AI one-percenters seizing power forever is the real doomsday scenario, warns AI godfather

News Room
  • An AI godfather has had it with the doomsdayers.
  • Meta’s Yann LeCun thinks tech bosses’ bleak comments on AI risks could do more harm than good.
  • The naysaying is actually about keeping control of AI in the hands of a few, he said.

AI godfather Yann LeCun wants us to forget some of the more far-fetched doomsday scenarios.

He sees a different, real threat on the horizon: the rise of power hungry one-percenters who rob everyone else of AI’s riches.

Over the weekend, Meta’s chief AI scientist accused some of the most prominent founders in AI of “fear-mongering” and “massive corporate lobbying” to serve their own interests.

He named OpenAI’s Sam Altman, Google DeepMind’s Demis Hassabis, and Anthropic’s Dario Amodei in a lengthy weekend post on X.

“Altman, Hassabis, and Amodei are the ones doing massive corporate lobbying at the moment,” LeCun wrote, referring to these founders’ role in shaping regulatory conversations about AI safety. “They are the ones who are attempting to perform a regulatory capture of the AI industry.”

He added that if these efforts succeed, the outcome would be a “catastrophe” because “a small number of companies will control AI.”

That’s significant since, as almost everyone who matters in tech agrees, AI is the biggest development in technology since the microchip or the internet.

Altman, Hassabis, and Amodei did not immediately respond to Insider’s request for comment.

LeCun’s comments came in response to a post on X from physicist Max Tegmark, who suggested that LeCun wasn’t taking the AI doomsday arguments seriously enough.

“Thanks to @RishiSunak & @vonderleyen for realizing that AI xrisk arguments from Turing, Hinton, Bengio, Russell, Altman, Hassabis & Amodei can’t be refuted with snark and corporate lobbying alone,” Tegmark wrote, referring to the UK’s upcoming global AI safety summit.

LeCun says founder fretting is just lobbying

Since the launch of ChatGPT, AI’s power players have become major public figures.

But, LeCun said, founders such as Altman and Hassabis have spent a lot of time drumming up fear about the very technology they’re selling.

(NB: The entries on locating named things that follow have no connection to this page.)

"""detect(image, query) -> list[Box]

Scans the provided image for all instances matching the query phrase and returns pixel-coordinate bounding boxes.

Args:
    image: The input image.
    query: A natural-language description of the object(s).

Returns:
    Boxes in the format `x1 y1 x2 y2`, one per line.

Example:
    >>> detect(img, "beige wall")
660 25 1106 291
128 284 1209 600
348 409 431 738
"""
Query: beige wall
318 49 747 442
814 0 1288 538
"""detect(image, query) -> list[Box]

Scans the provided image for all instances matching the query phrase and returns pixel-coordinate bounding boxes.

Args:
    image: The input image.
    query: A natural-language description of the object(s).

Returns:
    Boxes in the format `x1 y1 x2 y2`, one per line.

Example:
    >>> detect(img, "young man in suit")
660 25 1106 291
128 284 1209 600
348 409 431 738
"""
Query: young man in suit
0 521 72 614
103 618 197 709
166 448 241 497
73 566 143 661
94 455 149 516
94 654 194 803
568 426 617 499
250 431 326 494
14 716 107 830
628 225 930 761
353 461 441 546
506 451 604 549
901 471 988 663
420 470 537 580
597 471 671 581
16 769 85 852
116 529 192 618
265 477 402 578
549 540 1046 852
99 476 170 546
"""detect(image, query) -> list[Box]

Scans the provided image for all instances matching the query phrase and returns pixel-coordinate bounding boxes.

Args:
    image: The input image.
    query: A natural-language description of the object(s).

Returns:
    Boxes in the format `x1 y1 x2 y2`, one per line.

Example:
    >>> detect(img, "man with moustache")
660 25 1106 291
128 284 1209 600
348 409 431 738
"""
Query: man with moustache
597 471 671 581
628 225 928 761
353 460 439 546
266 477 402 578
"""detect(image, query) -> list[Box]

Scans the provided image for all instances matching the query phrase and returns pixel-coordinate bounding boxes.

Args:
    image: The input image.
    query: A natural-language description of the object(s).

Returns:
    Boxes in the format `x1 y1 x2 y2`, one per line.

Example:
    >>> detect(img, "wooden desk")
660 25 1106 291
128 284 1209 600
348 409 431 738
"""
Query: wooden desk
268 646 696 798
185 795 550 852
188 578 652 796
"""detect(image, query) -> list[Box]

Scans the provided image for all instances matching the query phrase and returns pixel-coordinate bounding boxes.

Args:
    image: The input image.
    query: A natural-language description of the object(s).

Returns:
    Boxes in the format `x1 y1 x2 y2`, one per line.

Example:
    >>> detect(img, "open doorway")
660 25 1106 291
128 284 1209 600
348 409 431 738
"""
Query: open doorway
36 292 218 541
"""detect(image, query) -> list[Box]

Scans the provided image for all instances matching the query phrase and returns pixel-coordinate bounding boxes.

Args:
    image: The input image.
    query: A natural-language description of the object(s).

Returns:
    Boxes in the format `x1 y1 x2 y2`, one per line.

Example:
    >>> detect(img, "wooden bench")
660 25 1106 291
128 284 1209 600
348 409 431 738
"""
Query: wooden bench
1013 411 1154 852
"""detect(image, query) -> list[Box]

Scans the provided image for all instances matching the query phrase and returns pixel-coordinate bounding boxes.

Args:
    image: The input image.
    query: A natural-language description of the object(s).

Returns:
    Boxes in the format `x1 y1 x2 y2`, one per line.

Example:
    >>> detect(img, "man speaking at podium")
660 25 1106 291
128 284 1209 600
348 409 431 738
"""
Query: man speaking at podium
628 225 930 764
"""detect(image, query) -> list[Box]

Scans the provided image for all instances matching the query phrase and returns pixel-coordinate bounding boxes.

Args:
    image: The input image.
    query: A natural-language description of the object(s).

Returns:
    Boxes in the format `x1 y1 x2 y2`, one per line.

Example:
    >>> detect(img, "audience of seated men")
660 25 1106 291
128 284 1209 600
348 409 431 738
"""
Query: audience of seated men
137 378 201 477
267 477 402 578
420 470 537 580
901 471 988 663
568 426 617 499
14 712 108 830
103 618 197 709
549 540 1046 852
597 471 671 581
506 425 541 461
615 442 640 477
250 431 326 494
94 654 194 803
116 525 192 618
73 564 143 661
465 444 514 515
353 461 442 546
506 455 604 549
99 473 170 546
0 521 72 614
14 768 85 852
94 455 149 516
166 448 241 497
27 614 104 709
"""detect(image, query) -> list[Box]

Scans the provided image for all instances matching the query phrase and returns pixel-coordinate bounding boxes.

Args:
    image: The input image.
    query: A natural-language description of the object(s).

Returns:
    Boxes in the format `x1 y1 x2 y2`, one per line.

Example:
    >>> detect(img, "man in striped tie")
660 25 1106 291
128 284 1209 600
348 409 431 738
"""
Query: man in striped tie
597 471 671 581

In March, more than 1,000 tech leaders, including Elon Musk, Altman, Hassabis, and Amodei, signed a letter calling for a minimum six-month pause on AI development.

The letter cited “profound risks to society and humanity” posed by hypothetical AI systems. Tegmark, one of the letter’s signatories, has described AI development as “a suicide race.”

LeCun and others say these kinds of headline-grabbing warnings are just about cementing power and skating over the real, imminent risks of AI.

Those risks include worker exploitation and data theft that generates profit for “a handful of entities,” according to the Distributed AI Research Institute (DAIR).

The focus on hypothetical dangers also divert attention away from the boring-but-important question of how AI development actually takes shape.

LeCun has described how people are “hyperventilating about AI risk” because they have fallen for what he describes as the myth of the “hard take-off.” This is the idea that “the minute you turn on a super-intelligent system, humanity is doomed.”

But imminent doom is unlikely, he argues, because every new technology in fact goes through a very ordered development process before wider release.

So the area to focus on, is in fact, how AI is developed right now. And for LeCun, the real danger is that the development of AI is locked into private, for-profit entities who never release their findings, while AI’s open-source community gets obliterated.

His consequent worry is that regulators let it happen because they’re distracted by killer robot arguments.

Leaders like LeCun have championed open-source developers as their work on tools that rival, say, OpenAI’s ChatpGPT, brings a new level of transparency to AI development.

LeCun’s employer, Meta, made its own large language model that competes with GPT, LLaMa 2, (somewhat) open source. The idea is that the broader tech community can look under the hood of the model. No other big tech company has done a similar open-source release, though OpenAI is rumored to be thinking about it.

For LeCun, keeping AI development closed is a real reason for alarm.

The alternative, which will inevitably happen if open source AI is regulated out of existence, is that a small number of companies from the West Coast of the US and China will control AI platform and hence control people’s entire digital diet,” he wrote.

“What does that mean for democracy? What does that mean for cultural diversity?”